Book Club is a joyful time. It’s optional, but most kids choose to come. As soon as we walk through the door, the kids take whatever we’re carrying–boxes, book bags, purses, treats–and bring them to the library. They want to lighten our load. We wish we could lighten theirs. They want to share their snacks with us. Instead, we listen when they want to tell us things. My daddy broke his leg. He was jumping over a fence and somebody shot him. The pre-K crowd often goes off-topic when discussing their Picture Book. (Come to think of it, so does my adult one.) I live in a shelter, and I feel safe there, says one sweet, very smart little girl. We’re stunned. When we give her a book to take home–to keep–she regards it with wonder. I’m going to sleep with it so nobody can steal it.

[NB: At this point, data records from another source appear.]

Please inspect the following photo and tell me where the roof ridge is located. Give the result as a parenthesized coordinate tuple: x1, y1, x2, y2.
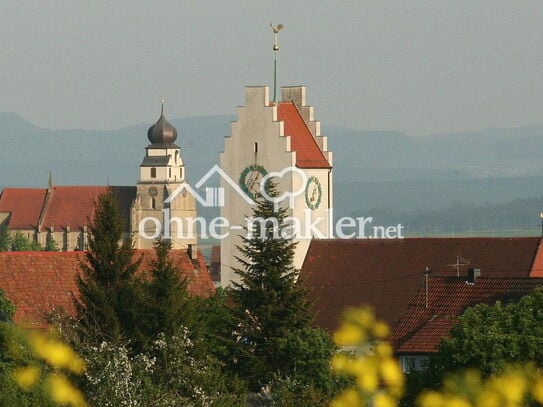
(37, 184, 54, 231)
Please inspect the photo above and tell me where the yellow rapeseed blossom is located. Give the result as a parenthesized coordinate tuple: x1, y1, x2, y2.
(330, 388, 363, 407)
(13, 365, 41, 390)
(375, 342, 393, 358)
(29, 332, 86, 374)
(380, 358, 404, 388)
(445, 396, 472, 407)
(372, 321, 390, 339)
(331, 307, 404, 407)
(46, 374, 87, 407)
(374, 392, 396, 407)
(532, 377, 543, 404)
(418, 391, 445, 407)
(333, 322, 366, 346)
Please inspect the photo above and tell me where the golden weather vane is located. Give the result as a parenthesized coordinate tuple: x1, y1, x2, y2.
(270, 23, 284, 103)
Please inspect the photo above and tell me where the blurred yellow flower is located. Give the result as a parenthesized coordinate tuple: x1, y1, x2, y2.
(330, 388, 363, 407)
(29, 332, 86, 374)
(374, 392, 396, 407)
(13, 365, 41, 390)
(372, 322, 390, 339)
(46, 374, 87, 407)
(532, 377, 543, 403)
(334, 322, 366, 346)
(380, 358, 404, 388)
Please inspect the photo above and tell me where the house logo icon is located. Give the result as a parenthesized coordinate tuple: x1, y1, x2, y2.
(164, 164, 255, 207)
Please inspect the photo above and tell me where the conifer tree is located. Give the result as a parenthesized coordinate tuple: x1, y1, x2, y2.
(43, 234, 59, 251)
(229, 181, 327, 390)
(0, 226, 11, 252)
(137, 238, 195, 347)
(75, 190, 141, 343)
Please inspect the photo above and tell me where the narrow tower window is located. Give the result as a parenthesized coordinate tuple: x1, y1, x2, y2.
(150, 168, 156, 178)
(151, 197, 156, 209)
(169, 168, 172, 177)
(254, 142, 258, 153)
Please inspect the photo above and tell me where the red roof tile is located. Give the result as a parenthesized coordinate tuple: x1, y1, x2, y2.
(0, 188, 48, 229)
(277, 102, 331, 169)
(392, 277, 543, 354)
(299, 237, 541, 333)
(0, 249, 214, 328)
(41, 186, 135, 230)
(0, 186, 136, 232)
(530, 240, 543, 277)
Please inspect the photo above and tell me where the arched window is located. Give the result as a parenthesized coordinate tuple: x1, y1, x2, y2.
(150, 167, 156, 178)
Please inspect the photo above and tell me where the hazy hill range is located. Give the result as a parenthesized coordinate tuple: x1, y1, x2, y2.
(2, 112, 543, 234)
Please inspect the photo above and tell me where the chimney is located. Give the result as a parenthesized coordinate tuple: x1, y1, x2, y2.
(467, 268, 481, 284)
(188, 244, 198, 261)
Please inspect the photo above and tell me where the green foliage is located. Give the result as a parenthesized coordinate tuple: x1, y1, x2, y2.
(78, 330, 245, 407)
(193, 287, 238, 363)
(0, 226, 11, 252)
(0, 289, 15, 323)
(9, 232, 42, 251)
(0, 292, 56, 407)
(75, 190, 142, 344)
(43, 234, 59, 251)
(229, 181, 334, 392)
(146, 239, 194, 335)
(404, 287, 543, 405)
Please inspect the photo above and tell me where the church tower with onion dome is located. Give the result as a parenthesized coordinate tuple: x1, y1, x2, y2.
(131, 103, 197, 254)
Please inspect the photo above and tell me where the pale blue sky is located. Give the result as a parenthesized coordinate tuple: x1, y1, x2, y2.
(1, 1, 542, 135)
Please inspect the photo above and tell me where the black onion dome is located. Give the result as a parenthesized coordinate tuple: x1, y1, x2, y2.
(147, 106, 178, 145)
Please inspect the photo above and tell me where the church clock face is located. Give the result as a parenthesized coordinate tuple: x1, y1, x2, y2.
(239, 164, 267, 199)
(148, 187, 158, 197)
(305, 176, 322, 210)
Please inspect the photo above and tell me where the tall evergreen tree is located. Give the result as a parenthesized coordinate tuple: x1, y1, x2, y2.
(137, 238, 195, 347)
(75, 190, 141, 343)
(229, 181, 331, 390)
(0, 226, 11, 252)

Some Book Club days go better than others. The older kids take turns reading the middle grade novel, and everyone wants to read. Even the kids who struggle to read want their turn. Little by little they get better. Some kids are already excellent readers or become avid readers, but we wish there were more. A good education is still the best way to move up in the world, isn’t it? When I ask Laura how she’s managed on her own here for so many years, she says, “How do you give up on the children?”

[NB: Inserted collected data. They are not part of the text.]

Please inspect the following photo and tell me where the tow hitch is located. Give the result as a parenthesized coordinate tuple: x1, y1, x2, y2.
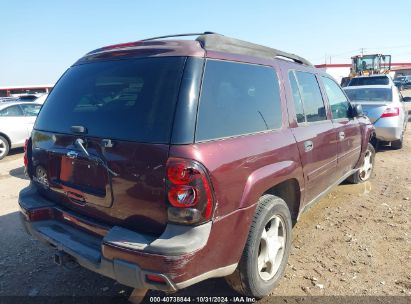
(54, 251, 79, 269)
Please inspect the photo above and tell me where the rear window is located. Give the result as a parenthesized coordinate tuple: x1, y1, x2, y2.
(35, 57, 186, 143)
(196, 60, 282, 141)
(344, 88, 393, 102)
(348, 76, 389, 86)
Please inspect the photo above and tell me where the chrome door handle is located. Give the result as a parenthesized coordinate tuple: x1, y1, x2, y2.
(304, 140, 314, 152)
(339, 131, 345, 140)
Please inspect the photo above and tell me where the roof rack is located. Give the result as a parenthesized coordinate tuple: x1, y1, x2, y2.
(141, 32, 217, 41)
(196, 34, 312, 66)
(139, 32, 312, 66)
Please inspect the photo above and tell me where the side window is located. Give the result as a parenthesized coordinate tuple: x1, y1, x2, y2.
(289, 72, 305, 123)
(20, 104, 42, 116)
(196, 60, 282, 141)
(0, 105, 24, 117)
(321, 77, 350, 119)
(294, 71, 327, 122)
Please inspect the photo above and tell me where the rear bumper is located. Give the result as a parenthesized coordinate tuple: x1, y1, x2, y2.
(374, 118, 404, 141)
(374, 125, 403, 141)
(19, 183, 240, 291)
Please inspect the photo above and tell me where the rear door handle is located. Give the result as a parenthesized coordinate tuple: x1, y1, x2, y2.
(304, 140, 314, 152)
(339, 131, 345, 140)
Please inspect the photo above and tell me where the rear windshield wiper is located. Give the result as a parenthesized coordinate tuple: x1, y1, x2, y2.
(74, 138, 119, 177)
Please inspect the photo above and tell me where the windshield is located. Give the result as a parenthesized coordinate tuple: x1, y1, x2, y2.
(344, 88, 392, 102)
(35, 57, 186, 143)
(348, 76, 389, 86)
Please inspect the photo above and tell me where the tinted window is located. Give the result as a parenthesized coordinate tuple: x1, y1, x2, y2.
(20, 104, 42, 116)
(289, 72, 305, 123)
(348, 76, 389, 86)
(35, 57, 185, 143)
(322, 77, 350, 119)
(0, 105, 23, 116)
(196, 60, 282, 141)
(294, 71, 326, 122)
(344, 88, 393, 102)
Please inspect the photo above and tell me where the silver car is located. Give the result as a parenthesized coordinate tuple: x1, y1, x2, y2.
(0, 102, 42, 159)
(344, 85, 408, 149)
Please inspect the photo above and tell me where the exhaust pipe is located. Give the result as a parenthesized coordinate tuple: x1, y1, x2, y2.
(54, 251, 79, 269)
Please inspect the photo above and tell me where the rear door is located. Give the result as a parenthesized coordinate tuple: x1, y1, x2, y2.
(0, 105, 27, 146)
(31, 57, 187, 235)
(287, 70, 338, 204)
(19, 103, 42, 136)
(320, 76, 361, 176)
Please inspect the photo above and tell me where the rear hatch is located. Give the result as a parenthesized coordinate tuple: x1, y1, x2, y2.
(31, 57, 187, 235)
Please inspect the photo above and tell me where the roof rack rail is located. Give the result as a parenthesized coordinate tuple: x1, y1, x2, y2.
(139, 32, 311, 66)
(196, 34, 312, 66)
(141, 32, 216, 41)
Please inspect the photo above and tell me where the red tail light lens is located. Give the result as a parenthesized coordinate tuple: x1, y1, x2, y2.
(23, 139, 29, 167)
(381, 107, 399, 118)
(166, 158, 214, 225)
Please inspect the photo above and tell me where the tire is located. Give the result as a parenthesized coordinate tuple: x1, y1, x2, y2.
(225, 195, 292, 298)
(0, 135, 10, 160)
(347, 143, 375, 184)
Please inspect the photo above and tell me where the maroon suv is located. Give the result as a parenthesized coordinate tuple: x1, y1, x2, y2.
(19, 33, 375, 298)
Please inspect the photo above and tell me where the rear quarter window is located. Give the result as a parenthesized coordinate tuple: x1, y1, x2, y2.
(196, 60, 282, 141)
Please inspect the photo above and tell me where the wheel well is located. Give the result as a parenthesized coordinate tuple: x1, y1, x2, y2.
(0, 132, 11, 147)
(263, 179, 301, 223)
(369, 131, 377, 148)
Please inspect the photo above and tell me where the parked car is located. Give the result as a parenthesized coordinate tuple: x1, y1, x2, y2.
(19, 33, 375, 299)
(0, 102, 42, 159)
(18, 94, 40, 102)
(347, 74, 394, 87)
(344, 85, 408, 149)
(394, 75, 411, 91)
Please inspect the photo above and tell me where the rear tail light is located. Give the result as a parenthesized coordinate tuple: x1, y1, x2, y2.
(23, 138, 29, 168)
(381, 107, 399, 118)
(166, 157, 214, 225)
(145, 274, 166, 285)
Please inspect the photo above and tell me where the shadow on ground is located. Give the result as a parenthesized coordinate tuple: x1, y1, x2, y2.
(0, 211, 237, 301)
(9, 166, 29, 180)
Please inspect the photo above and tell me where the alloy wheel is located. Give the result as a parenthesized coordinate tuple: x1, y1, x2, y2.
(257, 215, 286, 281)
(359, 149, 373, 181)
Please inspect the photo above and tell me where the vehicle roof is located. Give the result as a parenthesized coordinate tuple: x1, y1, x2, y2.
(344, 85, 392, 90)
(0, 102, 42, 110)
(76, 32, 312, 66)
(351, 74, 390, 79)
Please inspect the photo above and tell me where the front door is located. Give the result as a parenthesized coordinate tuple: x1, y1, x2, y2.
(288, 70, 339, 204)
(320, 76, 362, 176)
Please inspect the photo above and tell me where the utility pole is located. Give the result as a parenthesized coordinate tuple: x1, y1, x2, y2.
(361, 48, 364, 56)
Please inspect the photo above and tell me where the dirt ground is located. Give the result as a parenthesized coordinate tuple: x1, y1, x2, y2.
(0, 100, 410, 302)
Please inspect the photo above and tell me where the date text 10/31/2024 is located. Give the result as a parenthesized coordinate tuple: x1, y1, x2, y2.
(148, 296, 256, 303)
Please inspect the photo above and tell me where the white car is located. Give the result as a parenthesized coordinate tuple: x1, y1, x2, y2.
(347, 74, 395, 87)
(344, 85, 408, 149)
(0, 102, 42, 159)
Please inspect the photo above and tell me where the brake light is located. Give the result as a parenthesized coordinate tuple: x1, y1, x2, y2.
(23, 139, 29, 167)
(381, 107, 399, 118)
(145, 274, 166, 285)
(166, 158, 214, 225)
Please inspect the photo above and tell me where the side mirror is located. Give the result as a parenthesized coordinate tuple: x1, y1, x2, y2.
(351, 104, 364, 117)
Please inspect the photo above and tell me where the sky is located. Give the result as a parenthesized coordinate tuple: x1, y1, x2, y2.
(1, 0, 411, 86)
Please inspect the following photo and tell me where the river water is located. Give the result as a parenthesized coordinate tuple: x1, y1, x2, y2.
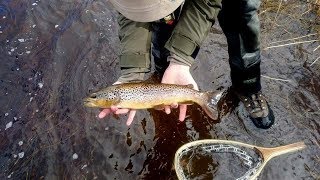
(0, 0, 319, 179)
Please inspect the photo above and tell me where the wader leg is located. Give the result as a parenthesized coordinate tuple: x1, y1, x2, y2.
(218, 0, 262, 95)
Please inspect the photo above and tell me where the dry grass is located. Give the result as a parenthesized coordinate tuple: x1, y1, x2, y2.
(261, 75, 293, 82)
(259, 0, 320, 66)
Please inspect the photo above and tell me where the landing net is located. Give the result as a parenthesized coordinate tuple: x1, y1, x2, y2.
(175, 142, 263, 180)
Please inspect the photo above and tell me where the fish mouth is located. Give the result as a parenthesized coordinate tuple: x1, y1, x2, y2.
(83, 98, 97, 107)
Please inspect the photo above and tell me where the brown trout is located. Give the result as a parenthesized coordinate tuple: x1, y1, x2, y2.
(83, 83, 222, 119)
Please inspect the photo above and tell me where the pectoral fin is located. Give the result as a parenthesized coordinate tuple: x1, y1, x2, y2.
(111, 97, 121, 106)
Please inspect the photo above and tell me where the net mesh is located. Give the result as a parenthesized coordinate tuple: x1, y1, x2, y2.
(176, 143, 263, 180)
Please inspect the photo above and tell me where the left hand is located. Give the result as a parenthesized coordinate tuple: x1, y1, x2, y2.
(161, 61, 199, 121)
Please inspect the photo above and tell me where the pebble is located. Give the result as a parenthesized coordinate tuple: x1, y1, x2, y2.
(7, 174, 12, 178)
(18, 152, 24, 159)
(5, 121, 13, 130)
(38, 82, 44, 88)
(72, 153, 78, 160)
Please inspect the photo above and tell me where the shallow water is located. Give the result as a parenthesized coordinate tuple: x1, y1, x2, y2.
(0, 0, 319, 179)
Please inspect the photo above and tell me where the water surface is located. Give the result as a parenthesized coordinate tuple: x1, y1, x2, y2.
(0, 0, 319, 179)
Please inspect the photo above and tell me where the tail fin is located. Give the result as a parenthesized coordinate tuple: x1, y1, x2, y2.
(200, 91, 223, 120)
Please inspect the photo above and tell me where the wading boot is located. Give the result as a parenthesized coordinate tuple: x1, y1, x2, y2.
(237, 92, 275, 129)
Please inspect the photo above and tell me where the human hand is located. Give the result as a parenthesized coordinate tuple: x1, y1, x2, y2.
(160, 61, 199, 121)
(98, 81, 137, 126)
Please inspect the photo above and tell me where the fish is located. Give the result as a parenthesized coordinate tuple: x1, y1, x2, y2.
(83, 83, 222, 120)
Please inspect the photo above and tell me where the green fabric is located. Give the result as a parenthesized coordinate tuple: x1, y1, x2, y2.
(168, 53, 192, 66)
(165, 0, 222, 65)
(168, 33, 196, 65)
(115, 0, 263, 94)
(119, 53, 151, 68)
(116, 68, 148, 82)
(117, 0, 222, 69)
(118, 14, 152, 68)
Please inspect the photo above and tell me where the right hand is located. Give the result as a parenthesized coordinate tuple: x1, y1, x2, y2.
(160, 62, 199, 122)
(98, 81, 137, 126)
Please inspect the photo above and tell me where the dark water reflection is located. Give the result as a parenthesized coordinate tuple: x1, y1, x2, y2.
(0, 0, 319, 179)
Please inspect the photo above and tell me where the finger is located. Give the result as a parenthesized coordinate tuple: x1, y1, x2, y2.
(164, 106, 171, 114)
(110, 105, 119, 112)
(126, 110, 137, 126)
(98, 109, 111, 118)
(171, 103, 178, 109)
(179, 104, 187, 121)
(115, 108, 130, 114)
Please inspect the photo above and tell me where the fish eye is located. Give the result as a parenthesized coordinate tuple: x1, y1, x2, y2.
(90, 93, 97, 98)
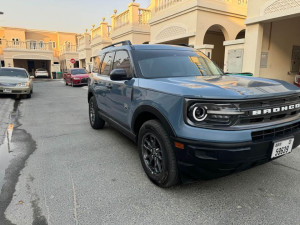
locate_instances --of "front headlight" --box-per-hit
[185,99,245,128]
[16,82,28,87]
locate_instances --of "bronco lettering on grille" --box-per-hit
[251,103,300,116]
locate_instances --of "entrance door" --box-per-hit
[227,49,244,73]
[27,60,35,75]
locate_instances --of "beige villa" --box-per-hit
[78,0,299,84]
[0,26,78,77]
[224,0,300,83]
[81,0,247,70]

Bobby (not his real name) wants to play in the NBA when he grows up. He’s tall and lean and carries himself with a quiet dignity, even though he’s one of a few “at risk” boys being mentored by a young man who’s a former student at this elementary school. For fifth grade graduation we give him a copy of the novel Crossover by Kwame Alexander, a moving story about two brothers who are high school basketball stars, and it’s told in verse. He reads a third of the novel during the end-of-the-year party and tells us he wants to read the prequel when he’s finished.

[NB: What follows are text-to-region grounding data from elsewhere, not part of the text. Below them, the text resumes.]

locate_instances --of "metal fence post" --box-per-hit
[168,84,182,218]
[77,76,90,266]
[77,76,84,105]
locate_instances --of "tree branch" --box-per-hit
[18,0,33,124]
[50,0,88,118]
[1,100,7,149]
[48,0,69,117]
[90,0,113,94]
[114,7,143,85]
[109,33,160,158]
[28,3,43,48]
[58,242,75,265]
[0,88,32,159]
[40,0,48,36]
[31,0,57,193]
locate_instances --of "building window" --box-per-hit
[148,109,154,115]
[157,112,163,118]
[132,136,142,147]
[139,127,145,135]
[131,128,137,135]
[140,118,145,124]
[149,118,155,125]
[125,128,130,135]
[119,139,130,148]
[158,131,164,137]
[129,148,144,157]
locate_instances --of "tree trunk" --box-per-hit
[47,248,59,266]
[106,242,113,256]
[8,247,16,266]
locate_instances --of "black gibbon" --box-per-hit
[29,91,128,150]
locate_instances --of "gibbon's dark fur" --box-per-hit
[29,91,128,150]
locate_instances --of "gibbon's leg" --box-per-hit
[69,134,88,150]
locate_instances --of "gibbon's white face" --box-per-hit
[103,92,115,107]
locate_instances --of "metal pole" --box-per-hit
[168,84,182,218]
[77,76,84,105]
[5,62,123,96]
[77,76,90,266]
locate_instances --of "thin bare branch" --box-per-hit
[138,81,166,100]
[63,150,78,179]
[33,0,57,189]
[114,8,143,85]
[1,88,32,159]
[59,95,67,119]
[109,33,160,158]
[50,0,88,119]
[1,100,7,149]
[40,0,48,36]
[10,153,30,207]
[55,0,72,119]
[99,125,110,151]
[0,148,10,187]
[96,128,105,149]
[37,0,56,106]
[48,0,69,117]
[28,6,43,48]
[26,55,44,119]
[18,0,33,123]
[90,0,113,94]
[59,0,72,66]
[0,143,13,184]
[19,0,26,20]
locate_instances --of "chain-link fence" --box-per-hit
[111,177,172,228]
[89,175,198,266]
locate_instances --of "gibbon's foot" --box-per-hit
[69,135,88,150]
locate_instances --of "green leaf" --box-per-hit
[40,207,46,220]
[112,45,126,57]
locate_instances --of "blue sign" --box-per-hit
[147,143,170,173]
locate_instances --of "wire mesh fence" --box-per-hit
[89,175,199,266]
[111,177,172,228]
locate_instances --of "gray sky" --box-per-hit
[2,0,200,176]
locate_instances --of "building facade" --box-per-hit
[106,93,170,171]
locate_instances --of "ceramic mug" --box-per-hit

It’s certainly true that not all of the Dallas children living in poverty are African-American, but a few things seem pretty clear to me. Unless we can give more helping hands to struggling African-American families–the descendants of Americans we once enslaved–the Great Divide between the Haves and Have-Nots will grow even wider. More and more kids like the ones at ‘my’ black elementary school could end up in trouble: having babies far too young; not going to college or learning a valuable trade; falling into drug use or the drug trade; ending up in prison or dead. A wider Great Divide would only ratchet up the Fear Factor, and where there’s fear there’s hate. And I think I know where the Hate Groups would cast all the blame.
What did hate ever solve? It’s not even a temporary fix. It’s destructive and it degrades us all.